Overview
- Owner: Government of Western Australia
- Locale: Mid West, Western Australia
- Termini: Glenfield; Yuna;

Service
- Operator(s): Western Australian Government Railways

History
- Commenced: 1909
- Opened: 3 May 1912
- Closed: 29 April 1957

Technical
- Line length: 61 km (38 mi)
- Track gauge: 1,067 mm (3 ft 6 in)
- Upper Chapman Valley railway lineMain locations 30km 19miles3 Yuna2 Naraling1 Wokarina

= Upper Chapman Valley railway line =

Railway line in Western Australia

The Upper Chapman Valley railway line was a 61 km long Western Australian Government Railways operated railway line in the Mid West region of Western Australia, connecting Wokarina, a siding on the Northampton railway line at Glenfield, to Yuna.

The railway line, also referred to as the Wokarina to Yuna railway line or Geraldton to Yuna railway line, opened in its first section to Naraling in 1910 and its full extension to Yuna two years later. An extension to Dartmoor, which would have more than doubled the line's length, was authorised in 1933 but never constructed. In 1960, the railway line, alongside twelve others in the state, was officially closed.

==History==
The Northampton railway line, officially opened in July 1879, was the first government railway line to be built in Western Australia.

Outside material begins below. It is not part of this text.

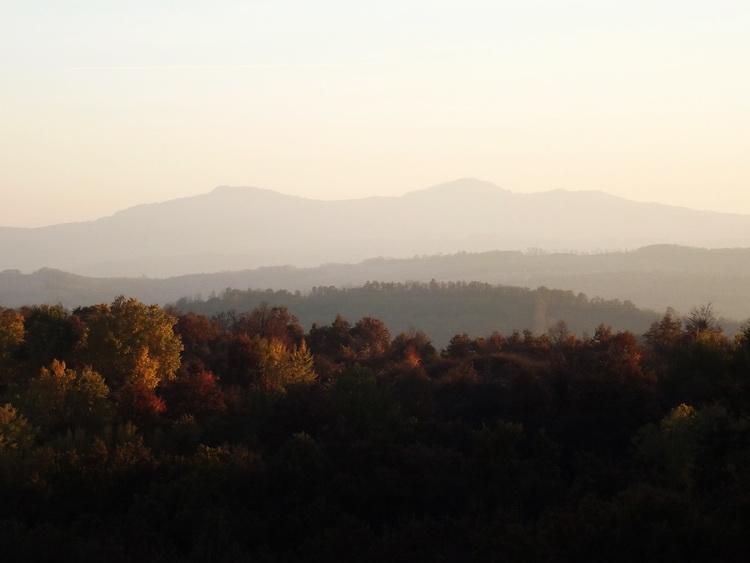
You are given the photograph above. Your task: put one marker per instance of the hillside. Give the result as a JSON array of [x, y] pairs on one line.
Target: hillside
[[654, 277], [234, 228]]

The Upper Chapman Railway Act 1909, an act by the Parliament of Western Australia granted assent on 16 January 1909, authorised the construction of the section of the Upper Chapman Valley railway line from Glenfield to Naraling. The contract to construct this 42 km section of railway was awarded to Rennie & Hill on 27 August 1909 and the railway line was officially opened on 1 October 1910.

The Naraling–Yuna Railway Act 1911, assented to on 16 February 1911, authorised the construction of the extension of the railway line from Naraling to Yuna. The contract for the 19 km Naraling to Yuna section was awarded to the Western Australian Public Works Department on 30 June 1911 and the railway line opened on 3 May 1912.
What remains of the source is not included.